With nearly 50 years of use in the clinic, methotrexate has proven effective and relatively safe for the treatment of psoriasis in a significant proportion of patients. However, the drug has a known risk for liver toxicity in certain at-risk individuals as well as in patients who have received a cumulative dose of 3.5-4g of methotrexate. Traditionally, liver biopsy was the sole method available to assess possible liver damage. However, new minimally and non-invasive tools have emerged to screen for liver disease.

New Guidelines of Care for the Management of Psoriasis with Systemic Nonbiologic Therapies, jointly issued by the American Academy of Dermatology (AAD) and the National Psoriasis Foundation (NPF), cover a total of 12 non-biologic systemic treatments used (many off-label) for the treatment of psoriasis. Among those covered are older drugs like methotrexate and relative new-comer apremilast. One key change in the guidance is the recommendation of alternative methods for liver disease screening. Robert Rahimi, MD, a transplant hepatologist at Baylor Scott & White Health in Dallas, is a co-author of the new guidelines.

“Many years back, most patients that had about 3.5 to 4 grams of methotrexate after a few years of being on it would in general require a liver biopsy. That was standard of care. Now, there are blood tests that you can easily get,” Dr. Rahimi says. “The hope with the 2020 guidelines is if any dermatologists read it, then they will know we have these blood tests that we can check, and if they're abnormal, part of our algorithm is to send to a GI or liver specialist to do further workup.”

Along with Elliot B. Tapper, MD, Assistant Professor of Medicine at University of Michigan, Dr. Rahimi advised on the potential toxicities of various drugs.In the case of methotrexate, at-risk individuals could develop chronic liver injury, progressive fibrosis, cirrhosis, or portal hypertension.

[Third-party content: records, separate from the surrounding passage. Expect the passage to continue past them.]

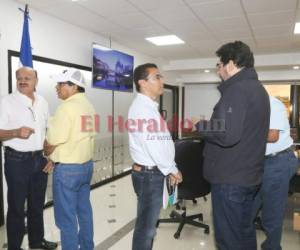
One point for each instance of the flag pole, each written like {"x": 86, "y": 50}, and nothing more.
{"x": 25, "y": 50}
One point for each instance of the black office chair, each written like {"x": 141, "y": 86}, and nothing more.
{"x": 189, "y": 161}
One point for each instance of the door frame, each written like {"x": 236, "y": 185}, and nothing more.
{"x": 175, "y": 98}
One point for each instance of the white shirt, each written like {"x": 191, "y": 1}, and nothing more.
{"x": 150, "y": 142}
{"x": 279, "y": 121}
{"x": 17, "y": 110}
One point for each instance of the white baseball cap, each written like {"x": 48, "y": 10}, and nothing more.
{"x": 70, "y": 75}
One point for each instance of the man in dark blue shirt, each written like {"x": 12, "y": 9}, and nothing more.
{"x": 236, "y": 137}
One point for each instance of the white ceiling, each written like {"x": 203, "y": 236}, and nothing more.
{"x": 265, "y": 25}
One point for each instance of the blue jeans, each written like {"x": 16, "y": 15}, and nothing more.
{"x": 72, "y": 206}
{"x": 273, "y": 194}
{"x": 232, "y": 210}
{"x": 148, "y": 186}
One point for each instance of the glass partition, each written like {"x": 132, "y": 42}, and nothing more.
{"x": 111, "y": 154}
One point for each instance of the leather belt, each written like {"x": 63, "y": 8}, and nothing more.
{"x": 138, "y": 167}
{"x": 278, "y": 153}
{"x": 29, "y": 153}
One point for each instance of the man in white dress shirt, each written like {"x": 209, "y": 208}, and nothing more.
{"x": 279, "y": 167}
{"x": 153, "y": 153}
{"x": 23, "y": 121}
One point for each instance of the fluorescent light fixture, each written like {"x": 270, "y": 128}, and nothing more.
{"x": 164, "y": 40}
{"x": 97, "y": 46}
{"x": 297, "y": 28}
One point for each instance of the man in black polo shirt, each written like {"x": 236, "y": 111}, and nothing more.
{"x": 236, "y": 137}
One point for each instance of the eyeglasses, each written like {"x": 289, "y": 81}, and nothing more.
{"x": 33, "y": 113}
{"x": 25, "y": 79}
{"x": 156, "y": 77}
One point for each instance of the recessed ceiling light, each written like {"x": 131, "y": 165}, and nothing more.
{"x": 164, "y": 40}
{"x": 297, "y": 28}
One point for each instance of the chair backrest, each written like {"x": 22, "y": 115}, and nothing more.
{"x": 189, "y": 160}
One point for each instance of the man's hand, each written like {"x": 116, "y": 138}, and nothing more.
{"x": 23, "y": 132}
{"x": 195, "y": 120}
{"x": 48, "y": 148}
{"x": 49, "y": 167}
{"x": 176, "y": 178}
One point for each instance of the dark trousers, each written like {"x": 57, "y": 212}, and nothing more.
{"x": 148, "y": 186}
{"x": 232, "y": 216}
{"x": 25, "y": 181}
{"x": 273, "y": 196}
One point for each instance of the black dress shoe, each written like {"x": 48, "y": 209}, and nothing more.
{"x": 47, "y": 245}
{"x": 258, "y": 223}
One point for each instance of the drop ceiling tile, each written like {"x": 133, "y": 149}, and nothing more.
{"x": 264, "y": 6}
{"x": 132, "y": 20}
{"x": 216, "y": 9}
{"x": 228, "y": 23}
{"x": 273, "y": 30}
{"x": 147, "y": 5}
{"x": 108, "y": 8}
{"x": 271, "y": 18}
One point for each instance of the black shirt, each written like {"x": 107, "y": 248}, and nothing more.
{"x": 236, "y": 135}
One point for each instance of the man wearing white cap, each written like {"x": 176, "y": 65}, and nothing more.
{"x": 70, "y": 145}
{"x": 23, "y": 120}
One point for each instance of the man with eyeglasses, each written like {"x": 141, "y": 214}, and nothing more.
{"x": 70, "y": 145}
{"x": 23, "y": 120}
{"x": 152, "y": 151}
{"x": 234, "y": 152}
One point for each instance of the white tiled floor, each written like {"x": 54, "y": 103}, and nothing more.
{"x": 121, "y": 195}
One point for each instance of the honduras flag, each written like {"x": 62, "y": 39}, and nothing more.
{"x": 25, "y": 51}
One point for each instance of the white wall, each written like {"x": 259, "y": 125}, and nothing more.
{"x": 200, "y": 100}
{"x": 56, "y": 39}
{"x": 50, "y": 38}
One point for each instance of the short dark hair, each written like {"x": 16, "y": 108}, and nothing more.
{"x": 141, "y": 73}
{"x": 238, "y": 52}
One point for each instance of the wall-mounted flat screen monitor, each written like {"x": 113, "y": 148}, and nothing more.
{"x": 112, "y": 69}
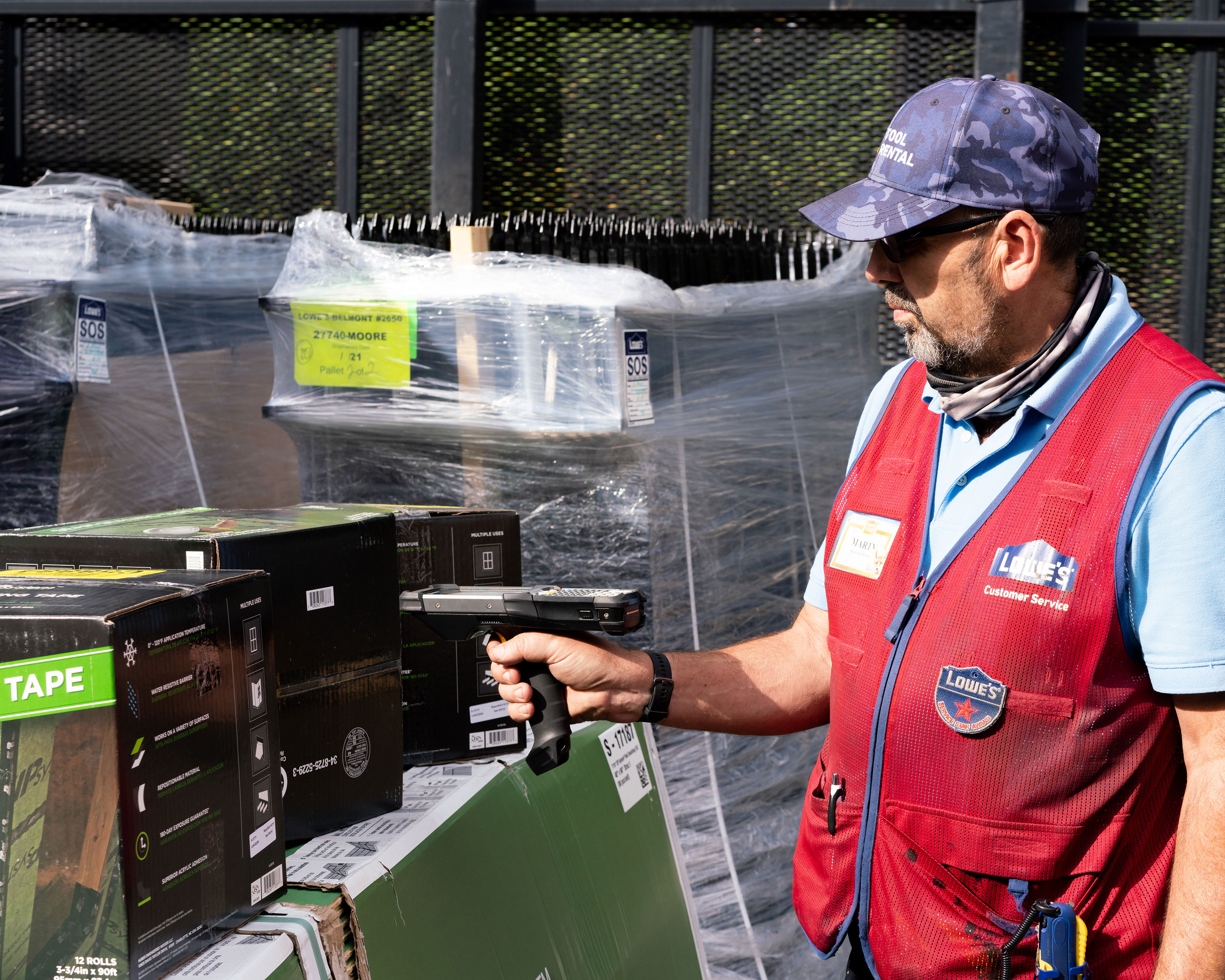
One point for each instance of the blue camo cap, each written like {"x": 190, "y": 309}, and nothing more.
{"x": 963, "y": 141}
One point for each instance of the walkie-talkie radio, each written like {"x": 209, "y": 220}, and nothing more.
{"x": 460, "y": 613}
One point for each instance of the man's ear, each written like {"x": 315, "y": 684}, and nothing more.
{"x": 1017, "y": 249}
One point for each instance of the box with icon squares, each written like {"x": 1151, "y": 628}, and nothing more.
{"x": 138, "y": 735}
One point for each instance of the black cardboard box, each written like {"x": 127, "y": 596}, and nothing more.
{"x": 450, "y": 699}
{"x": 141, "y": 820}
{"x": 342, "y": 765}
{"x": 336, "y": 598}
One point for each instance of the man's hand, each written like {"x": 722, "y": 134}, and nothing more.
{"x": 1194, "y": 945}
{"x": 603, "y": 682}
{"x": 765, "y": 686}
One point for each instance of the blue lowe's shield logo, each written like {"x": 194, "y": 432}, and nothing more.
{"x": 1035, "y": 563}
{"x": 969, "y": 700}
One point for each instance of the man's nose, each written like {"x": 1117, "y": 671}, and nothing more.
{"x": 880, "y": 269}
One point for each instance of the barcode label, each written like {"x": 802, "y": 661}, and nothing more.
{"x": 267, "y": 885}
{"x": 320, "y": 598}
{"x": 503, "y": 737}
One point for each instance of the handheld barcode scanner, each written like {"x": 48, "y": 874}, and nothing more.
{"x": 460, "y": 613}
{"x": 1063, "y": 940}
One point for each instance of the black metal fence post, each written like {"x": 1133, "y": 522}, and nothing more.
{"x": 455, "y": 163}
{"x": 348, "y": 79}
{"x": 999, "y": 38}
{"x": 1197, "y": 208}
{"x": 701, "y": 112}
{"x": 12, "y": 151}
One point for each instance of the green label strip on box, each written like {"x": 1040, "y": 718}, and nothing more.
{"x": 355, "y": 346}
{"x": 51, "y": 685}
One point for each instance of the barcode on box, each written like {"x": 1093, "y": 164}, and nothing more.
{"x": 503, "y": 737}
{"x": 267, "y": 885}
{"x": 320, "y": 598}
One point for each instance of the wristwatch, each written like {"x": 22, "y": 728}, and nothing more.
{"x": 661, "y": 689}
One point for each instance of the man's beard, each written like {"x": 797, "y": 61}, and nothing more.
{"x": 951, "y": 351}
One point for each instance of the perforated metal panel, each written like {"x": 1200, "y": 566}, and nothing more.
{"x": 587, "y": 113}
{"x": 234, "y": 114}
{"x": 397, "y": 86}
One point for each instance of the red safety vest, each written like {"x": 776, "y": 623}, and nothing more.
{"x": 1076, "y": 788}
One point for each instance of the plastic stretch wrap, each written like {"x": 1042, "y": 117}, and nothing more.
{"x": 188, "y": 356}
{"x": 516, "y": 396}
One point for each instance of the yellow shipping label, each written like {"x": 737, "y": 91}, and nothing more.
{"x": 81, "y": 573}
{"x": 355, "y": 346}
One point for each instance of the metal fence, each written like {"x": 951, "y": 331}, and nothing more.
{"x": 739, "y": 110}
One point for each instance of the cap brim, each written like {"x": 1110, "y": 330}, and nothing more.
{"x": 868, "y": 210}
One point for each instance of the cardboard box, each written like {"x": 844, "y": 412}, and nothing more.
{"x": 450, "y": 700}
{"x": 343, "y": 761}
{"x": 336, "y": 601}
{"x": 141, "y": 818}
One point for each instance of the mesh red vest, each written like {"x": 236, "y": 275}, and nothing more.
{"x": 1076, "y": 789}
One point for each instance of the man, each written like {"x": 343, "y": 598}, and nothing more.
{"x": 1015, "y": 625}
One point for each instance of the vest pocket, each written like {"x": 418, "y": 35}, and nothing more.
{"x": 824, "y": 885}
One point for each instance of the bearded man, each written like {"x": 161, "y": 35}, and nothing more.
{"x": 1015, "y": 625}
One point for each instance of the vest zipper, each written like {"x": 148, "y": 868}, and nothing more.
{"x": 903, "y": 616}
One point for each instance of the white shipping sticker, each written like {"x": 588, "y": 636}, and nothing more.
{"x": 91, "y": 341}
{"x": 488, "y": 712}
{"x": 637, "y": 379}
{"x": 261, "y": 837}
{"x": 863, "y": 544}
{"x": 628, "y": 764}
{"x": 267, "y": 884}
{"x": 320, "y": 598}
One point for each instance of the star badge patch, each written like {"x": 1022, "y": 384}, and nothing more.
{"x": 968, "y": 700}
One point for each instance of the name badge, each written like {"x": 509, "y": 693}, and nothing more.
{"x": 863, "y": 544}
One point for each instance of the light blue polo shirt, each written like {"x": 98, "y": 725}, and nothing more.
{"x": 1175, "y": 586}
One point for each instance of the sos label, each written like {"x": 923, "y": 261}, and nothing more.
{"x": 91, "y": 341}
{"x": 637, "y": 379}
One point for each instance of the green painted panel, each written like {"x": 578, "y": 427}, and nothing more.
{"x": 30, "y": 783}
{"x": 576, "y": 886}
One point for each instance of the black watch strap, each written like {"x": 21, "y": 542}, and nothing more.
{"x": 661, "y": 689}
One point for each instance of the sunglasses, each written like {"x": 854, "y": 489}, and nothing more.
{"x": 895, "y": 247}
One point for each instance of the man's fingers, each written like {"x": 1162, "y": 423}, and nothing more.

Patients with a history of moderate to heavy alcohol use are susceptible to alcoholic fatty liver disease (AFLD), and liver damage may be augmented by methotrexate, Dr. Rahimi says. However, he notes, rates of non-alcoholic fatty liver disease (NAFLD) appear to be increasing in the general population in Western countries. “As we eat more in the Western World, we all tend to, in general, hold onto more weight. When we have a little more weight, some fat cells get swollen in the liver. NAFLD, over time, can lead to scarring of the liver, and scarring of the liver leads to what's called nonalcoholic steatohepatitis or NASH.” However, because these patients may be only light or moderate drinkers, prescribers may not think to screen them for liver disease. “That's an unrecognized diagnosis until someone checks their blood lab work,” Dr. Rahimi notes.

The new guidelines provide comprehensive listings of various liver disease risk factors and provide several simple algorithms to guide patient testing and monitoring.

Alternatives to biopsy include newer screenings, such as the FIB-4, which looks at multiple blood-based parameters, according to Dr. Rahimi. These include age, the AST (aspartate aminotransferase) levels, Alanine transaminase (ALT)levels, and platelets. A composite score is generated, which suggests the level of scarring or fibrosis the patient has. High scores on the FIB-4 may warrant referral for non-invasive liver imaging tests, such as a FibroScan or elastography.

Dr. Rahimi likens the test to an ultrasound, except the technology used is shear wave elastography. “It basically sends a signal through the liver, sort of like Doppler. And we get a result back through the probe; the stiffer the liver is (moderate to advanced scarring), the higher the number is reported in kilopascals, and the softer the liver is, the less liver scarring an individual has, so you get a smaller number,” he explains.

Blood tests plus bedside elastography supports staging of liver disease and may be used as a basis to either continue or discontinue methotrexate therapy. One caveat: the non-invasive liver scans become less reliable as patient BMI is greater than 35, and becomes even less sensitive as BMIreaches 40 or higher.

Other tests that may prove beneficial in assessing liver function and liver disease, according to Dr. Rahimi, are the FibroSure blood test, which assesses five serum biomarkers, as well as the age and gender of the patient, to determine a risk score as well as a necroinflammatory score—an assessment of inflammation in the liver. MRI elastography can also be used to further assess degree of liver disease if initially identified by these screenings.

“A lot of dermatologists are not expected to know these specific blood tests and imaging techniques exist, which can indirectly measure the stage of someone’s liver, that is fairly accurate,” Dr. Rahimi emphasizes. “You just have to know what test(s) to order—the FIB-4 or FibroSureblood test, and the elastography or FibroScan. It's usually in either GI clinics and/or hepatology clinics. Private practice GIs that deal specifically with mostly gastrointestinal disorders might not have access. It's usually in bigger centers that also do research.”